Pringle of Scotland has a new head designer in Massimo Nicosia, but his challenge differs little from his predecessors Alistair Carr and Clare Waight Keller. That is, how to take a centuries-old brand, honor its history, and move it forward both commercially and in design, as other brands of the same ilk, such as Burberry and Mulberry, have done. If the DNA of Burberry is a trenchcoat, for Pringle it's knitwear, something that Nicosia obsesses over: "I feel I am as much an archivist of Pringle as designer," he said during a showroom appointment today. "I have to preserve the past. But also I have to move forward by developing fabric technology, and create something very light out of something quite heavy. I have to create structure out of knit that is known for its very lack of structure."
For Nicosia, yarns and fabrics are a "designer's ingredients," and for Spring, he has cooked up a sporty collection of bombers and tracksuit looks punctuated with a lot of mesh and racing stripes. Particularly impressive was an orange dress crafted from knitted silk with pointelle details and an almost imperceptible use of Pringle's signature argyle motif. On a sweatshirt, he placed a mesh overlay in a tiny argyle grid formation above an almost impossibly soft leather in an electrifying lapis lazuli color. The silk of an eggshell-colored trouser was intersected with micro beads. The Pringle powers that be demand a twin set, and there it was in that lapis again—the thing that set it apart was its softness, which must have required a lot of work in some mill.
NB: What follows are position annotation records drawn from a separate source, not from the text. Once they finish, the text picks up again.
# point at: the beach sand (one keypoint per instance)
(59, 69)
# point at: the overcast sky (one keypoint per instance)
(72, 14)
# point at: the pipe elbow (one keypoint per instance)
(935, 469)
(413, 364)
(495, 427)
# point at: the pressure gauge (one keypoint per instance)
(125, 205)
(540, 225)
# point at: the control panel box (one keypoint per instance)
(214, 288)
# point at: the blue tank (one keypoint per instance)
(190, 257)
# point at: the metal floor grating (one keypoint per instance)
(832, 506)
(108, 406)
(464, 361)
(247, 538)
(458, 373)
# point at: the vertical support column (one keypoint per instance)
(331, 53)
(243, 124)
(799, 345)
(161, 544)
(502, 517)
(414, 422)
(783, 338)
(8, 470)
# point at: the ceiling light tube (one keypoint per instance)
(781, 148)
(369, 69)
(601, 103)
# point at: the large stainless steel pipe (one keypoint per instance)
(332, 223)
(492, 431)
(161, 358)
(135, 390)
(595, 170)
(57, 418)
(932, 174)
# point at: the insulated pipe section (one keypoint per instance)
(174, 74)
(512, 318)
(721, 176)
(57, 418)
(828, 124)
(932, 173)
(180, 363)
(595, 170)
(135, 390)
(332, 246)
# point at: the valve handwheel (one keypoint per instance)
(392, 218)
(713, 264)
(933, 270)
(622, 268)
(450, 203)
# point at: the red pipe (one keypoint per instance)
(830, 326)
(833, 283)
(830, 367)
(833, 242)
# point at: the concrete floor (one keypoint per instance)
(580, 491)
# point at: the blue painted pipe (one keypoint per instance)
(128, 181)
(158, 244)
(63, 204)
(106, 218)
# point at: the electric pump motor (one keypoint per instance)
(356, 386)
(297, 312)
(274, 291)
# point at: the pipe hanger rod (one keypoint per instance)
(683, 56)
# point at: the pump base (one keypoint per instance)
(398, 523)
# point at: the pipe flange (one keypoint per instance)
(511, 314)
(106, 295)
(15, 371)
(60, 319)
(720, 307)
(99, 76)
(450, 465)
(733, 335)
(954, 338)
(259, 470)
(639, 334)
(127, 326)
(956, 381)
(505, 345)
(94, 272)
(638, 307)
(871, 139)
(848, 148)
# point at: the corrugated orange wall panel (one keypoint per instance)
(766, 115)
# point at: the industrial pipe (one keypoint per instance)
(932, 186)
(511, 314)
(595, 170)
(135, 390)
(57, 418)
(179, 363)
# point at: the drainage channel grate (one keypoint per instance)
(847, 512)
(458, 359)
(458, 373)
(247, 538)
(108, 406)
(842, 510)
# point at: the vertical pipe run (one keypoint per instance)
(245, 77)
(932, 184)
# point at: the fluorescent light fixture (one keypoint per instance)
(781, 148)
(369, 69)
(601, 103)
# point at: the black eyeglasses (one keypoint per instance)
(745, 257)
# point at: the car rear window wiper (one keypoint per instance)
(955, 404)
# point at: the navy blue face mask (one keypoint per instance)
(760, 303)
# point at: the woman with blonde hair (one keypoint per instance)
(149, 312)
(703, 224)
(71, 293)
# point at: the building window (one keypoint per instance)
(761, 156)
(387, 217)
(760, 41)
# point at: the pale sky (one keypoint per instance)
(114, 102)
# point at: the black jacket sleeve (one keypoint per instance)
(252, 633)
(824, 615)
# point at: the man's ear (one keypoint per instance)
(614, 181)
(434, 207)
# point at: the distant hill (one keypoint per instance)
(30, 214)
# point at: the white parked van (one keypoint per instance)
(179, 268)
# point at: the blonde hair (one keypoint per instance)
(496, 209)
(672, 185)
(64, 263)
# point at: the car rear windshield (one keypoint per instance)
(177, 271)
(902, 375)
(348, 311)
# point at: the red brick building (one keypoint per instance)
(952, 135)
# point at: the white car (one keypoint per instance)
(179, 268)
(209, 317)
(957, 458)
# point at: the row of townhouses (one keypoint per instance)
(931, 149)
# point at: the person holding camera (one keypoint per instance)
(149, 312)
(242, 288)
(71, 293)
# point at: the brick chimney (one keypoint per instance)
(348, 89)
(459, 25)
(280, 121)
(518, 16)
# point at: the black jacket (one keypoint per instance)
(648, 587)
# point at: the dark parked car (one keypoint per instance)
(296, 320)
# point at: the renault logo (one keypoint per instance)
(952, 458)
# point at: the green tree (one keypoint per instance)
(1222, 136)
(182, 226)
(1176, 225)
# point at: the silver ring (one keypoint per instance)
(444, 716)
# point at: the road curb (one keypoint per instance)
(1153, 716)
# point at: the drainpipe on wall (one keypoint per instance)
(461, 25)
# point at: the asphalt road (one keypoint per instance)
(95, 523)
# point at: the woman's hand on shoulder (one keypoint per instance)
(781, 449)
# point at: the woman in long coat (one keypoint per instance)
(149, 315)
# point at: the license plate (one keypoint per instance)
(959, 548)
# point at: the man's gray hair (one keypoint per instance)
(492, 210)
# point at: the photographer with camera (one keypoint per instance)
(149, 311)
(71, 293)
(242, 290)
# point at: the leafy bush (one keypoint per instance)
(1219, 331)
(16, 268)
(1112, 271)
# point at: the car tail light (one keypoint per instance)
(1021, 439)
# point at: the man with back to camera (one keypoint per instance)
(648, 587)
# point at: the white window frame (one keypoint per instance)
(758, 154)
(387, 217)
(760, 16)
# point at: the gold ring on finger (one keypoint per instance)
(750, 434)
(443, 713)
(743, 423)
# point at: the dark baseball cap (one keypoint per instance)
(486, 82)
True, not much revolutionary stuff happening here in design, but in fabric innovation? That's a resounding yes. On the subject of the brand's future, Nicosia could've talked all night—but wait, wasn't he already late for his shop opening party, with Tilda Swinton and Gemma Arterton waiting in the wings? "I am not really a party boy," he said. "I'd rather sit here and think about knitwear."